AU became something she was proud to introduce, not only because of the camaraderie but for what the league provided for 44 of the greatest women basketball players in the world.

“I think a lot of players who were there, nobody has been like a big star in the league or been like ‘thee’ person on their team,” Colson said. “The closest probably, Washington Mystics stars Natasha (Cloud) and Tiana (Hawkins) both won championships in D.C. But other than that … people (were) still like, ‘I have another part of my game that I want to show.

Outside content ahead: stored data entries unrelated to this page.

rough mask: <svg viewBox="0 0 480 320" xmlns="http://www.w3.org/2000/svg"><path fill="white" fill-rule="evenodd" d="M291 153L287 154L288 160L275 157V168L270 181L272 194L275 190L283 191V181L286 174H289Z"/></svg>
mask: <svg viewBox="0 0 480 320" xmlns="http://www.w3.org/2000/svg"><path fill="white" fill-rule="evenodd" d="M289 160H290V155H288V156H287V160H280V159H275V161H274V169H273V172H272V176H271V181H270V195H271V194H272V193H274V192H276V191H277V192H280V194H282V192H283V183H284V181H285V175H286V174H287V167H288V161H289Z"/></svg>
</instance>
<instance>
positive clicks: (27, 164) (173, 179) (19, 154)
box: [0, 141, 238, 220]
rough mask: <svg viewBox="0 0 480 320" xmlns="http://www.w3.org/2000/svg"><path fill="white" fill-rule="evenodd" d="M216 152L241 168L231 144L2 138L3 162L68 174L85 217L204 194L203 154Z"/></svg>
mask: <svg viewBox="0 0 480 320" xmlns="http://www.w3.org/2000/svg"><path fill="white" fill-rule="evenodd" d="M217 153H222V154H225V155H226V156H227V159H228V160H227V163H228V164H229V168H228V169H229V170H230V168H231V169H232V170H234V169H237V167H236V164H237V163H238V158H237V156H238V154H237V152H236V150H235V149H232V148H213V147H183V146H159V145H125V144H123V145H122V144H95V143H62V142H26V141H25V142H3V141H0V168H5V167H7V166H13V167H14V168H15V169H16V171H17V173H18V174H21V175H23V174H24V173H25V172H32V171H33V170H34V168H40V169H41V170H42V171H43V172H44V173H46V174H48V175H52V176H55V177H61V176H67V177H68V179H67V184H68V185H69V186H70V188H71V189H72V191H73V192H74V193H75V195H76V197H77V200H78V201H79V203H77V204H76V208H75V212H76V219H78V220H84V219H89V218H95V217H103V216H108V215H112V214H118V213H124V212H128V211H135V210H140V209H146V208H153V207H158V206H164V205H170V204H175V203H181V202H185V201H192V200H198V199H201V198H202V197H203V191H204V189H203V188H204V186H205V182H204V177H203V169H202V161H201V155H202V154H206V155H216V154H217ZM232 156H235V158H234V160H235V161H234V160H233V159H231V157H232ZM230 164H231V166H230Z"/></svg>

I want to show that there’s more to my game than maybe what my own coach or what other people have seen.’ So it was an opportunity for people to play against other WNBA players and some good overseas players and be competitive every quarter.”

Little did she know, not too long after she performed her first stand-up comedy routine and was in pursuit of another dream on the big screen, her game veered back to the W because of the person she was on and off the court.

“I’ve loved it, I’ve enjoyed it,” Colson said of her return with the Aces. “There was obviously a familiarity because back in Vegas, some old teammates were there, but then there’s also the different staff, new teammates, new people around the organization. So, although it felt the same, it also felt new, and I just really liked the energy that our staff infuses into our players and into the locker room.

“So it’s easy for me to just be myself and encourage people and be ready when it’s when it’s my opportunity to step on the floor. And if it isn’t my opportunity, (I) lift up my teammates. It’s pretty much the same way I’ve always been honestly.”

As Gray said, the type of player and character that brings success to a team.